Hacker News new | ask | show | jobs
by luckylion 1913 days ago
I usually recommend setting only Google/Bing/Yandex/Baidu etc to Allow and everything else to Disallow.

Yes, the bad bots don't give a fuck, but even the non-malicious bots (ahrefs, moz, some university's search engine etc) don't bring any value to me as a site owner, take up band width and resources and fill up logs. If you can remove them with three lines in your robots.txt, that's less noise. Especially universities do, in my opinion, often behave badly and are uncooperative when you point out their throttling does not work and they're hammering your server.

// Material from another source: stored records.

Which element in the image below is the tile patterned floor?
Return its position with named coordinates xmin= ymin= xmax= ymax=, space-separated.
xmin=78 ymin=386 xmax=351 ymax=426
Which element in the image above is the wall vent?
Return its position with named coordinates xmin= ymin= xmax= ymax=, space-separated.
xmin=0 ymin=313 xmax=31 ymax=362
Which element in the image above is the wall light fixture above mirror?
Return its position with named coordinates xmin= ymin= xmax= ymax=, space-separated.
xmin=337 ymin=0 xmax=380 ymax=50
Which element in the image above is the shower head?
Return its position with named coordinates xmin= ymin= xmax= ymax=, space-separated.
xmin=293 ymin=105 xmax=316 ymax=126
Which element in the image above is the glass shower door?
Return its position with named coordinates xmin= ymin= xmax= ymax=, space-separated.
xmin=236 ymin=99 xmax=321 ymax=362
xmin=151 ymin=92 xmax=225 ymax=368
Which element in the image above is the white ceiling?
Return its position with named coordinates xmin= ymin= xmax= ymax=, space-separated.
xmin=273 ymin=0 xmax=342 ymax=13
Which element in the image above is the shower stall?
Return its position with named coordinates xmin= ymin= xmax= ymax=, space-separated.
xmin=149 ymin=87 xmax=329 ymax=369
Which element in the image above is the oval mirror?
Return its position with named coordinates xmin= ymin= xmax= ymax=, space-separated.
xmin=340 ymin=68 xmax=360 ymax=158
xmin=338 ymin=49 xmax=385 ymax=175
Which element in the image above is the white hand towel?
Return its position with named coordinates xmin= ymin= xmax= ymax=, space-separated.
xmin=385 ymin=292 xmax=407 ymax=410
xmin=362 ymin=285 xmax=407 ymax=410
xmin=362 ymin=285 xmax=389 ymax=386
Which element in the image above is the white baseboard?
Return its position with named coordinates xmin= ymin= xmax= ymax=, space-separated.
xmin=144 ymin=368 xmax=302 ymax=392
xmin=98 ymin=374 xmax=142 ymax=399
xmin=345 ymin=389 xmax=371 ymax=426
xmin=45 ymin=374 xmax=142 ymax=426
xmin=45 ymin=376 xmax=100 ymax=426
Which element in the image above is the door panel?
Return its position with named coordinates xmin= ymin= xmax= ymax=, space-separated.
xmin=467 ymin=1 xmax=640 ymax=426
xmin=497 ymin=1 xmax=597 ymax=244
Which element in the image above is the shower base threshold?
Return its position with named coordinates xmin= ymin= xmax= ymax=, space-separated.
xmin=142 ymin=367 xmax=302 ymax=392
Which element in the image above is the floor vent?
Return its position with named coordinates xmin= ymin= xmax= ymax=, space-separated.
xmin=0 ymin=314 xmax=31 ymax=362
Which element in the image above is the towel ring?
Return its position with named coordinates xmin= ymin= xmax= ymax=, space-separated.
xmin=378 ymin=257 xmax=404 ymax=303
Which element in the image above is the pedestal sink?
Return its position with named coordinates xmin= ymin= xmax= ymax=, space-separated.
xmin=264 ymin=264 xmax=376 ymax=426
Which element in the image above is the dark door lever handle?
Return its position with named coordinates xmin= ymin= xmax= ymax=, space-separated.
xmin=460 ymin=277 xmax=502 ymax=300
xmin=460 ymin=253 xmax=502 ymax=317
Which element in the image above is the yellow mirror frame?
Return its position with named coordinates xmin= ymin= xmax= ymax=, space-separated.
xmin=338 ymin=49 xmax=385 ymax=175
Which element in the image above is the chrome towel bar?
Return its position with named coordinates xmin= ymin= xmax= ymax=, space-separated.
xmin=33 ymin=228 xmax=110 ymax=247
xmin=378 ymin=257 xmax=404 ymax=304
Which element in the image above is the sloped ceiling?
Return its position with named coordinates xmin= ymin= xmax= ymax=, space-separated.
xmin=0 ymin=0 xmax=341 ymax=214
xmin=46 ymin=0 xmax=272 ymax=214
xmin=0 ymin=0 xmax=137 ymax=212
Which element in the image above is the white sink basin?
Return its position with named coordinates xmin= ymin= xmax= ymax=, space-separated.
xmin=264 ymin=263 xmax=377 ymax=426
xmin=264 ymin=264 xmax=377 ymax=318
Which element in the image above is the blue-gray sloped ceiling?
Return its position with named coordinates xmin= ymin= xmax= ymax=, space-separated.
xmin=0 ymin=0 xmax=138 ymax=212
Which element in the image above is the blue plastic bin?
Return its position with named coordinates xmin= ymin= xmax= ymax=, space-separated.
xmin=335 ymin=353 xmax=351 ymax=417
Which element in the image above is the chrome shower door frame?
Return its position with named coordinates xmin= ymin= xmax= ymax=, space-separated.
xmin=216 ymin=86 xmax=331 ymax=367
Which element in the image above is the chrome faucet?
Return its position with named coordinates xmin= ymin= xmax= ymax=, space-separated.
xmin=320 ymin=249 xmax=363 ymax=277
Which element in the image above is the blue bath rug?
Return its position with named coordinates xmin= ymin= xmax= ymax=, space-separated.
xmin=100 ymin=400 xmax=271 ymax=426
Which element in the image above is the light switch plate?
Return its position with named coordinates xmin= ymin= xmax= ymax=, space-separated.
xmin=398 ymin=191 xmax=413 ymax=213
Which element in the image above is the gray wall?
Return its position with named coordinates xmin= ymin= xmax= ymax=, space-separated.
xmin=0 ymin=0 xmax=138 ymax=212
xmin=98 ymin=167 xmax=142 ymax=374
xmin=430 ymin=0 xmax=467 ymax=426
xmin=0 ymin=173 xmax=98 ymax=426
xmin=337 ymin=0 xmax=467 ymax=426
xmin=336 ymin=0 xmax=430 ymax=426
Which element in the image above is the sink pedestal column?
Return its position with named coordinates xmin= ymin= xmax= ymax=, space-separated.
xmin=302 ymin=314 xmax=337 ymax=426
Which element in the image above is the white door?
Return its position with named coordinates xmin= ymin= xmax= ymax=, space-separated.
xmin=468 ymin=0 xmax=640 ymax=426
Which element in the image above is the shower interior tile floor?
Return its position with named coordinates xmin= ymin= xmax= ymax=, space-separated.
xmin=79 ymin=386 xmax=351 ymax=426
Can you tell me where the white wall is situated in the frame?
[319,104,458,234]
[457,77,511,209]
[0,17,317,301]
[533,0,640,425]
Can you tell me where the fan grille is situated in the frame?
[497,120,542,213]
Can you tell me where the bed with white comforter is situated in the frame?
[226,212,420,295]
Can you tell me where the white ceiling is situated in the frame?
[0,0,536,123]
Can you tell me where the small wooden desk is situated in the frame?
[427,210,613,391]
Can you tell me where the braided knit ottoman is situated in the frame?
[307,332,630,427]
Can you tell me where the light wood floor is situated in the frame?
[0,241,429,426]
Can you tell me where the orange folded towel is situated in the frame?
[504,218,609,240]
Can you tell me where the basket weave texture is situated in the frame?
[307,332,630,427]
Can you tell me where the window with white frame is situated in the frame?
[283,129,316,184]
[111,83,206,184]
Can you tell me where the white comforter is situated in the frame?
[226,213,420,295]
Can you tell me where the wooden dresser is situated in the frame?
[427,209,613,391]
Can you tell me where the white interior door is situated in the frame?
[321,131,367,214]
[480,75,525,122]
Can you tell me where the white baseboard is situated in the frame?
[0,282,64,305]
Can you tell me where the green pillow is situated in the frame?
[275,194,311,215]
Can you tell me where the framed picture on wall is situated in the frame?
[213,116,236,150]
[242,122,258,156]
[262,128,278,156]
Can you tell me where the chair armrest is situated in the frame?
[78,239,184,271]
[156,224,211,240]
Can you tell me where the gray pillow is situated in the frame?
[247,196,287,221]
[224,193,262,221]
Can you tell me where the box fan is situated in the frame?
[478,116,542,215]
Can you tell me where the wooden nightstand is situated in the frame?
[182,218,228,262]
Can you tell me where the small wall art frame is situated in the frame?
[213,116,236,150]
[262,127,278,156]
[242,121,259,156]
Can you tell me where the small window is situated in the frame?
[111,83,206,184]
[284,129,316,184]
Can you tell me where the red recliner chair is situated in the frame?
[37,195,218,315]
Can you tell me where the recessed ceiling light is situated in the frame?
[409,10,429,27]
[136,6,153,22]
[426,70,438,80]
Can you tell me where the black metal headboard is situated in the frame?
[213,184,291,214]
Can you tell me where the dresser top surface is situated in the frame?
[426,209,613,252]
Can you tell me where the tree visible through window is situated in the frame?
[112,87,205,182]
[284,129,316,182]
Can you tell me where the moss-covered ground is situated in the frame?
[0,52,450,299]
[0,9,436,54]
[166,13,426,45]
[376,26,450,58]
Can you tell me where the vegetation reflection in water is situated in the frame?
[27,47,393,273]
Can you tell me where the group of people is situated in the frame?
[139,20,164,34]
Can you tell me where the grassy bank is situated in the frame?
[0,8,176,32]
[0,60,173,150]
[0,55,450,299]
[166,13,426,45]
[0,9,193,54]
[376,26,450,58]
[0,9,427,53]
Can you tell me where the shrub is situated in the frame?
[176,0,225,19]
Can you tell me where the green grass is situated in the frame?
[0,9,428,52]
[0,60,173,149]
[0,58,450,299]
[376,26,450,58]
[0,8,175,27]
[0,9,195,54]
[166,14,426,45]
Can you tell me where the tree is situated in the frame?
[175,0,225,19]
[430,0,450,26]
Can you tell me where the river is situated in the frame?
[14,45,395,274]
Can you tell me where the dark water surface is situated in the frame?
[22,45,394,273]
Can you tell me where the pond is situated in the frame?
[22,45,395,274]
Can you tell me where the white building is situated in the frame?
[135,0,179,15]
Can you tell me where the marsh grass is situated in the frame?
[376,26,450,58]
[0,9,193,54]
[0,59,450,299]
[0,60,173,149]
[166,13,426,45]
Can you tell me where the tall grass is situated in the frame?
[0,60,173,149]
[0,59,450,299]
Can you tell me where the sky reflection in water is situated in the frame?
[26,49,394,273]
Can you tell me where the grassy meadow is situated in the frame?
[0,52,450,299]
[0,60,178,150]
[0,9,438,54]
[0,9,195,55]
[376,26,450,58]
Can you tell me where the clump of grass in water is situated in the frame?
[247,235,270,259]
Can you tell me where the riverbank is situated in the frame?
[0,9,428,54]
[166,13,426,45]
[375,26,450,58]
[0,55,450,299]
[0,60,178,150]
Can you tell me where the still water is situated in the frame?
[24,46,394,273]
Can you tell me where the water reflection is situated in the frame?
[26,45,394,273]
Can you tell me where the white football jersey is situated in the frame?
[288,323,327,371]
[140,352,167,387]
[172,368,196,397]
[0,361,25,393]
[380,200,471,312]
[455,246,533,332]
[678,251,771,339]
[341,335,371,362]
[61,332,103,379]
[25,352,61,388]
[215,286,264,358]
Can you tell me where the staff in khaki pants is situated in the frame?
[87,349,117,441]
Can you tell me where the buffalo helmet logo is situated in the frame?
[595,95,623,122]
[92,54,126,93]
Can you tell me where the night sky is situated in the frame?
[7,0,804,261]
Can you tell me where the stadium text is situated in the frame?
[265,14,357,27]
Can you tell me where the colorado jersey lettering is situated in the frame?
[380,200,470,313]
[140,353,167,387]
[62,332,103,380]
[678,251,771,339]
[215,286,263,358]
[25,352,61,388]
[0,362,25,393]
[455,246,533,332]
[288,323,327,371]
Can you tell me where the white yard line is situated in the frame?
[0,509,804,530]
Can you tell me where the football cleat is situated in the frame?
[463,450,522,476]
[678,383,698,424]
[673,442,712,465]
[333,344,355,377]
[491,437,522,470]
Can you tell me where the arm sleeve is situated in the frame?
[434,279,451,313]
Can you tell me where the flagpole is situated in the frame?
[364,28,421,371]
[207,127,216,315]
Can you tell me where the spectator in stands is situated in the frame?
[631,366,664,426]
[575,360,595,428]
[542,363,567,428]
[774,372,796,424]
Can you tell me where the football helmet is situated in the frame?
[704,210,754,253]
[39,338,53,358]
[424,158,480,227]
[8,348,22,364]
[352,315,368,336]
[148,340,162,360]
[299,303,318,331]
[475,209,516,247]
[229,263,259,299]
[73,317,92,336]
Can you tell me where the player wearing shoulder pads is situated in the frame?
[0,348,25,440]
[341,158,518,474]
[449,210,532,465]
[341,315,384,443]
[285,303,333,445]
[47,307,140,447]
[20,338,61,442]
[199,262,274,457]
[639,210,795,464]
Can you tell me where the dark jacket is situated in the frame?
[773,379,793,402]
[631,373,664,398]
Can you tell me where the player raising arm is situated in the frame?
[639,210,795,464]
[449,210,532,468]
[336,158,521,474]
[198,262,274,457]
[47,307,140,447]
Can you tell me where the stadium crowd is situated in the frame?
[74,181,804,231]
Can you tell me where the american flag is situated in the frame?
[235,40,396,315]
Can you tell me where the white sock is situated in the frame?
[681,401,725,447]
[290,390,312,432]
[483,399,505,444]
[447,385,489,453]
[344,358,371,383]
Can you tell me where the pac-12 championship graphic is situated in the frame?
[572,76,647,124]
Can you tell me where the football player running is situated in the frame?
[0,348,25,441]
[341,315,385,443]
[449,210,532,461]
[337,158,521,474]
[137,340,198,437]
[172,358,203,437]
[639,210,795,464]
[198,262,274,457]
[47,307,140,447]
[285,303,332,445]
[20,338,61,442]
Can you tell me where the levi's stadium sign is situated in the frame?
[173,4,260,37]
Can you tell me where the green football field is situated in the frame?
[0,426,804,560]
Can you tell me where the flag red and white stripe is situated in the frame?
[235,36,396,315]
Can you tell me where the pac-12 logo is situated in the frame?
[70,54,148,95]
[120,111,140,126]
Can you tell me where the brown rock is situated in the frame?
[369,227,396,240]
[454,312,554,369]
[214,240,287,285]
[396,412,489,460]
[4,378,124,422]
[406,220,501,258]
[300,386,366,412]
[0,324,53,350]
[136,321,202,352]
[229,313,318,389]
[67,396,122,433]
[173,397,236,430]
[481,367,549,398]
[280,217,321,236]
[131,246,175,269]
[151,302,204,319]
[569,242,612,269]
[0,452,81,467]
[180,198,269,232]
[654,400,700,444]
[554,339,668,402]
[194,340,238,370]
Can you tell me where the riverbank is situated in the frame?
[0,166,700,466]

Giving them a "Go Away, You Are Not Wanted Here" in a robots.txt works for most, and the rest just gets blocked.

1 comments

> they're hammering your server

Why can't you just ratelimit IPs that are "too active" for your server to handle?

From some I could, but why would I? If they're not adding value and they don't want to behave, I don't see a reason to spend money to adapt my systems to be "inclusive" towards their usage patterns.
In context, you're justifying blocking all automated traffic, even that which does behave, by pointing out that some of it doesn't. That attitude seems lazy at best, malicious at worst.
CGNAT
Now that's a really good point. I wonder why there isn't a standard protocol for signalling upstream that a particular connection is abusive and to please rate limit the path at the source on your behalf? It would certainly add complexity, but the current situation is hardly better.